Owning your own small business in the Denver area can be a rewarding experience, but sometimes legal issues come up that you may have no means of resolving, especially if your business is small and you do not have a human resources office. One of the major issues that often comes up in small business is differentiating who is an employee and who is an independent contractor.
Who is an employee in Colorado?
Colorado law presumes a worker is an employee, not an independent contractor. Employees are under the control and direction of their employer with regards to their job duties and must perform them per their employer’s orders. If the proper requirements for a worker to be classified as an independent contractor do not exist, a worker’s relationship with their employer is an employee-employer relationship.
Who is an independent contractor in Colorado?

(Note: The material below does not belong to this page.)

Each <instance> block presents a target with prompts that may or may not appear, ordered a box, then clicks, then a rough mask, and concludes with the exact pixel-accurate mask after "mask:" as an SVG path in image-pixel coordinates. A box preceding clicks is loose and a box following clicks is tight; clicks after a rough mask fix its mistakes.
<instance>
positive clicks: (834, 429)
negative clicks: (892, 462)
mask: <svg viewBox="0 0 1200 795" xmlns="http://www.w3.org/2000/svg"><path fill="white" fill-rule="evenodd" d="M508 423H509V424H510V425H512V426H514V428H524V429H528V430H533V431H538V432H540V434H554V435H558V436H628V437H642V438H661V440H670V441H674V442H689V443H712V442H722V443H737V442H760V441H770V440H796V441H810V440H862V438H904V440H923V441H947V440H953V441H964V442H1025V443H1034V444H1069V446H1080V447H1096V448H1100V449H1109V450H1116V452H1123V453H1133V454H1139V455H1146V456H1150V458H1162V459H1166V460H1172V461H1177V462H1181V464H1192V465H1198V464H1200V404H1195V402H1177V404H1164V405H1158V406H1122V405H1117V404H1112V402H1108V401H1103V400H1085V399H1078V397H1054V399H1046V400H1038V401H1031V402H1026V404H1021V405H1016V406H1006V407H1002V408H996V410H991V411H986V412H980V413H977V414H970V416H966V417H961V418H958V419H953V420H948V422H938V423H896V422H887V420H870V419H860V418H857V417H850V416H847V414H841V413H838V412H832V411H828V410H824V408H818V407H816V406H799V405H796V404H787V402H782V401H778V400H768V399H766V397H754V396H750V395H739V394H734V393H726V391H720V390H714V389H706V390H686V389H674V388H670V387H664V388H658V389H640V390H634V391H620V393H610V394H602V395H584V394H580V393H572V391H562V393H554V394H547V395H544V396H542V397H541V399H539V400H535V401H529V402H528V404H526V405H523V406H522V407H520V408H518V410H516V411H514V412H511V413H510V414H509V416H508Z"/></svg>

A worker is an independent contractor in Colorado if they are free to choose how to execute their job duties, both under contract and in fact. In addition, independent contractors are often in customary trades where independent contractors are hired. It is up to the putative employer to bear the burden of showing a worker is an independent contractor, not an employee. However, if there is a contract in place, this burden can be shifted. If the contract states in bold-faced or underlined type that the work relationship is that of an independent contractor, this can also add to the credence of a relationship between a business and an independent contractor.
Why does it matter?
It matters whether a worker is classified as an employee versus an independent contractor. Employees must be covered by the employer’s workers’ compensation insurance. Employees are entitled to benefits offered by their employer, such as health care benefits. In addition, some employees are eligible for overtime pay and other legal benefits. Independent contractors are not entitled to these rights and benefits. However, independent contractors are given more freedom and flexibility on how to achieve the agreed-upon job goals. Thus, it is essential to understand whether your workers are employees or an independent contractors, so you can provide them with the benefits, rights and options they are entitled to.